LA JOLLA, CA – Hyundai continues to need more units of its Tucson model in the U.S., as the small CUV is in high demand.

Sales of the Tucson were up 24.9% January through July, and 51.5% in the month of July alone, when it sold a best-ever monthly tally of 11,257. Inventory in late July was 62 days, WardsAuto estimates, below the 68 day-supply average for light trucks last month. That's an improvement from April and May days’ supply of 59 and 57, respectively, but a bit down from June’s 67.

This year, Hyundai Motor America has been able to secure more Tucsons from its Ulsan, South Korea, plant, which assembles the model for the U.S., but it hasn’t been enough and it is looking for more, Mike O’Brien, vice president-product, corporate and digital planning for HMA, tells WardsAuto.

“Even though we’ve been increasing our allocation of production devoted to our market, it’s still something our dealers want more of,” he says. “We have the capacity to sell many more of those. Our biggest problem is not nearly enough of them. We’ve been suffering that since the very beginning.”

The current third-generation Tucson went on sale in summer 2015, with Hyundai then projecting it wouldn’t have enough units to meet U.S. demand. Rumors of North American production of the Korean-built vehicle, possibly via an expansion of Hyundai’s Montgomery, AL, plant, have yet to come to fruition.

The success of the Tucson is a rare bright spot for Hyundai in the U.S. this year. Brand sales are off 13.4% from January-July 2016 with the Tucson only one of two models in Hyundai’s lineup in the black vs. year-ago. The other? The Santa Fe midsize CUV, with volume running 1.4% above year-ago.

The Tucson’s January-July tally of 62,964 placed it first in sales in WardsAuto’s Small CUV segment, overtaking the Jeep Renegade which was the first-half leader. Some 61,885 Renegades were sold through July.

However, against other C-segment-based CUVs the Tucson has room to grow.

Toyota delivered 226,570 RAV4s through July, while Honda sold 219,017 CR-Vs.

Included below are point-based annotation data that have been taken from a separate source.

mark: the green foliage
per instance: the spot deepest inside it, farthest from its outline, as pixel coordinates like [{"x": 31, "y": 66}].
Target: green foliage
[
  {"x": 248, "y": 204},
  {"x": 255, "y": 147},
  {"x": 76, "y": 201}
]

WardsAuto categorizes the Tucson as a small CUV as it is a few inches shorter in overall length than most C-segment-based competitors, most of which have grown to midsize proportions and fall into the Middle CUV segment.

Despite size constraints, O’Brien believes the Tucson is in the “sweet spot” of what vehicle buyers want at the moment.

“It’s got the right look, it’s got the right size and the right performance and value – and the right technology – in one package,” he says.

With the Tucson’s tally, as well as the 72,761 Santa Fe CUVs sold, Hyundai’s first-half light-truck share rose to 40%, up from 28% year-ago. That puts them ahead of some marques in light-truck share, a rare occurrence given they have been well behind. Some 63% of the 9,809,723 total light-vehicles sold through July in the U.S. were light trucks.

Hyundai’s gain in light-truck share equeates to losses in car sales. Through July, Hyundai sold 22.6% fewer cars, or roughly 70,000 units less, than in the first seven months of 2016.

HMA is hopeful the refreshed Sonata midsize sedan, now arriving at U.S. Hyundai dealers, can reverse that car’s 30.5% through-July slide. The automaker is trying to recapture the allure of the highly styled seventh-generation Sonata of ’11-’14 with the refreshed eighth-gen model.

HMA also believes its forthcoming subcompact CUV, the Kona, can boost sales. However it won’t arrive until spring 2018 and initially will be imported in low numbers from Korea.

While O’Brien is optimistic about the Tucson’s continued potential, he cautions any brand looking to CUVs as saviors is increasingly facing a tough environment. In the current new-vehicle sales downturn, warning signs are appearing for the trendy models.

“If you look at days-to-turn, if you look at incentive-as-a-percent-of-MSRP, you’re seeing tremendous stabilization going on across the market now. A year ago the incentives were higher on cars, days-to-turn was higher on cars, supply was higher on cars. And now, just in the last few months, you’re seeing the numbers for CUV and SUV climb, and pickup also. They’re becoming much closer to sedan.”

As an example of this, Hyundai was offering nearly the same amount of cash back on a ’17 Santa Fe CUV last month ($3,000) as on a ’17 Sonata sedan ($3,350), per Edmunds.com.